O Sr. Pedro Pinto (CH): — Sr. Presidente, queria anunciar uma declaração de voto escrita em relação a este
projeto.
O Sr. Presidente (Marcos Perestrello): — Fica registado, Sr. Deputado.
Segue-se a votação, na generalidade, do Projeto de Lei n.º 252/XVII/1.ª (PCP) — Revoga o regime
fundacional e estabelece um modelo de gestão democrática das instituições públicas de ensino superior (terceira
alteração à Lei n.º 62/2007, de 10 de setembro, que estabelece o regime jurídico das instituições do ensino
superior).
Submetido à votação, foi rejeitado, com os votos contra do PSD, do CH, do PS, da IL e do CDS-PP, os votos
a favor do PCP e do BE e as abstenções do L, do PAN e do JPP.
Prosseguimos com a votação, na generalidade, do Projeto de Lei n.º 264/XVII/1.ª (PAN) — Altera o regime
jurídico das instituições de ensino superior (RJIES), aprovado pela Lei n.º 62/2007, de 10 de setembro.
Submetido à votação, foi rejeitado, com os votos contra do PSD, do CH, da IL e do CDS-PP, os votos a favor
do PS, do PAN e do JPP e as abstenções do L, do PCP e do BE.

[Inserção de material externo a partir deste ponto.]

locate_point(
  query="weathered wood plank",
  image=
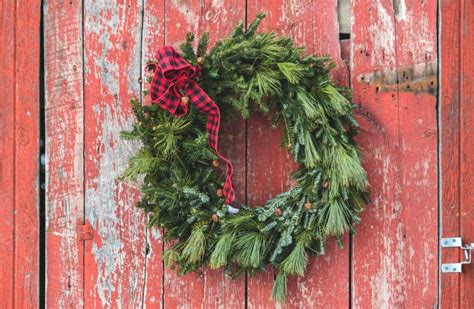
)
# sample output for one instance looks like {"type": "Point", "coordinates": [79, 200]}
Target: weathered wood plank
{"type": "Point", "coordinates": [27, 53]}
{"type": "Point", "coordinates": [7, 151]}
{"type": "Point", "coordinates": [466, 154]}
{"type": "Point", "coordinates": [450, 144]}
{"type": "Point", "coordinates": [315, 26]}
{"type": "Point", "coordinates": [115, 258]}
{"type": "Point", "coordinates": [64, 152]}
{"type": "Point", "coordinates": [153, 36]}
{"type": "Point", "coordinates": [209, 289]}
{"type": "Point", "coordinates": [393, 65]}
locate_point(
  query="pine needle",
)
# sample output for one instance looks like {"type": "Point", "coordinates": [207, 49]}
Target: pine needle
{"type": "Point", "coordinates": [279, 290]}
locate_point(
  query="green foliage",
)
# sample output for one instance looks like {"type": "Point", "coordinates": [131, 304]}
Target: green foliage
{"type": "Point", "coordinates": [174, 165]}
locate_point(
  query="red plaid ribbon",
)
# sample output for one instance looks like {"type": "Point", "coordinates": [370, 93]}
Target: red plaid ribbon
{"type": "Point", "coordinates": [174, 78]}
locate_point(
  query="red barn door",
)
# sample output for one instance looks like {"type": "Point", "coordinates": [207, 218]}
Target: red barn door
{"type": "Point", "coordinates": [457, 146]}
{"type": "Point", "coordinates": [94, 57]}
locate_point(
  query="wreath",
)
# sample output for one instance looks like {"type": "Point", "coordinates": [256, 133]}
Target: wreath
{"type": "Point", "coordinates": [186, 193]}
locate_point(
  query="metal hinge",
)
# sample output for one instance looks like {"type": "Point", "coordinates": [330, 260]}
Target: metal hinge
{"type": "Point", "coordinates": [456, 242]}
{"type": "Point", "coordinates": [85, 231]}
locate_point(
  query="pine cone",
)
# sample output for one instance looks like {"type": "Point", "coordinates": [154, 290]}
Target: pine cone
{"type": "Point", "coordinates": [278, 212]}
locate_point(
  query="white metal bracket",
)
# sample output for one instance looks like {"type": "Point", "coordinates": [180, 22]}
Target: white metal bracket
{"type": "Point", "coordinates": [456, 242]}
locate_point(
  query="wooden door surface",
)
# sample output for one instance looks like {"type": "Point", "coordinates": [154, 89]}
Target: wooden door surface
{"type": "Point", "coordinates": [19, 153]}
{"type": "Point", "coordinates": [94, 56]}
{"type": "Point", "coordinates": [457, 146]}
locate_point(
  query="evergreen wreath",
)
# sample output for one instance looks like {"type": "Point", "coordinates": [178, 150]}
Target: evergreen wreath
{"type": "Point", "coordinates": [181, 184]}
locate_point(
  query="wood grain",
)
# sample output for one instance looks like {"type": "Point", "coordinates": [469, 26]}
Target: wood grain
{"type": "Point", "coordinates": [153, 37]}
{"type": "Point", "coordinates": [450, 112]}
{"type": "Point", "coordinates": [466, 141]}
{"type": "Point", "coordinates": [115, 258]}
{"type": "Point", "coordinates": [209, 288]}
{"type": "Point", "coordinates": [27, 68]}
{"type": "Point", "coordinates": [393, 63]}
{"type": "Point", "coordinates": [7, 152]}
{"type": "Point", "coordinates": [64, 153]}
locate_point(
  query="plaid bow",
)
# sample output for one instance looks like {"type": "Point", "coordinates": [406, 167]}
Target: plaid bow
{"type": "Point", "coordinates": [174, 78]}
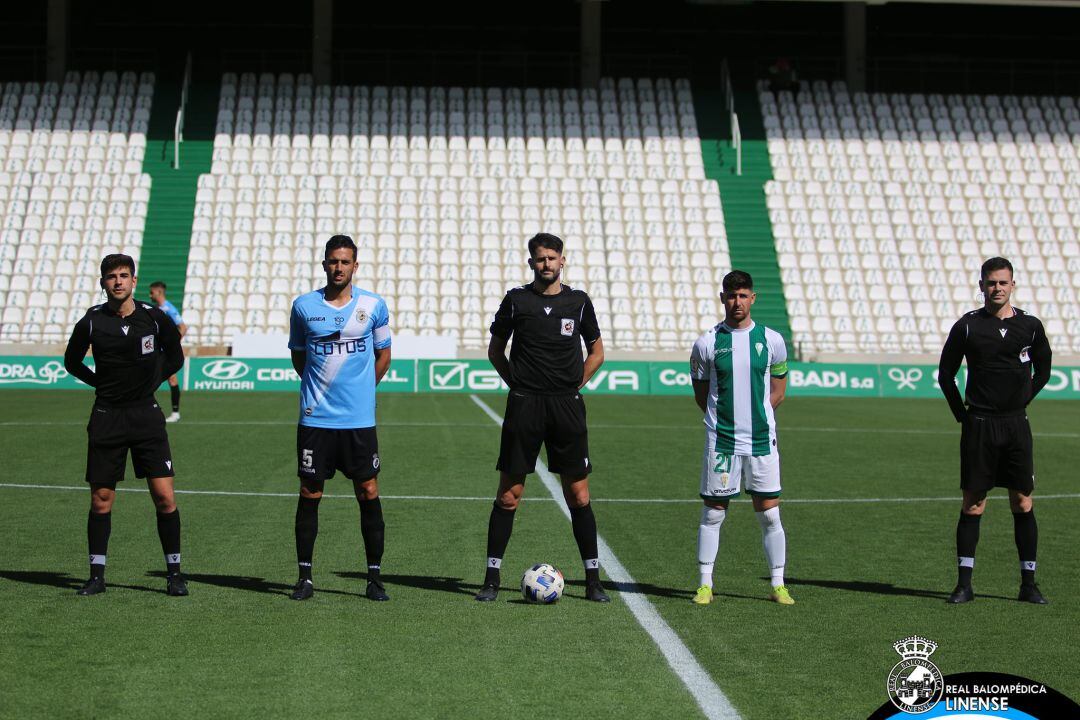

Passamos à votação, na generalidade, do Projeto de Lei n.º 270/XVII/1.ª (BE) — Altera o regime jurídico das
instituições de ensino superior, reforçando o funcionamento democrático das universidades e extinguindo o
regime fundacional.
Submetido à votação, foi rejeitado, com os votos contra do PSD, do CH, do PS, da IL e do CDS-PP, os votos
a favor do PCP, do BE e do PAN e as abstenções do L e do JPP.
Passamos à votação do Projeto de Resolução n.º 36/XVII/1.ª (L) — Recomenda a criação do programa
«semana de quatro dias de trabalho» no setor privado e no setor público.
Pausa.
Peço desculpa, Srs. Deputados, saltei o projeto de lei do Partido Socialista.
Votamos, pois, na generalidade, o Projeto de Lei n.º 276/XVII/1.ª (PS) — Altera o regime jurídico das
instituições de ensino superior, procedendo à quarta alteração à Lei n.º 62/2007, de 10 de setembro.
Submetido à votação, foi aprovado, com votos a favor do CH, do PS, do L, do PAN e do JPP, os votos contra
da IL, do PCP e do BE e as abstenções do PSD e do CDS-PP.
Agora, sim, segue-se a votação do Projeto de Resolução n.º 36/XVII/1.ª (L) — Recomenda a criação do
programa «semana de quatro dias de trabalho» no setor privado e no setor público.
Submetido à votação, foi rejeitado, com votos contra do PSD, do CH, da IL e do CDS-PP, os votos a favor
do PS, do L, do BE, do PAN, do JPP e do Deputado do PSD João Pedro Louro e a abstenção do PCP.
Passamos à votação, na generalidade, do Projeto de Lei n.º 263/XVII/1.ª (PAN) — Assegura mais tempo de
descanso e lazer por via da redução do limite máximo do período normal de trabalho e da consagração do direito
a 25 dias úteis de férias nos setores público e privado.
Submetido à votação, foi rejeitado, com votos contra do PSD, da IL e do CDS-PP, os votos a favor do L,
do PCP, do BE, do PAN e do JPP e as abstenções do CH e do PS.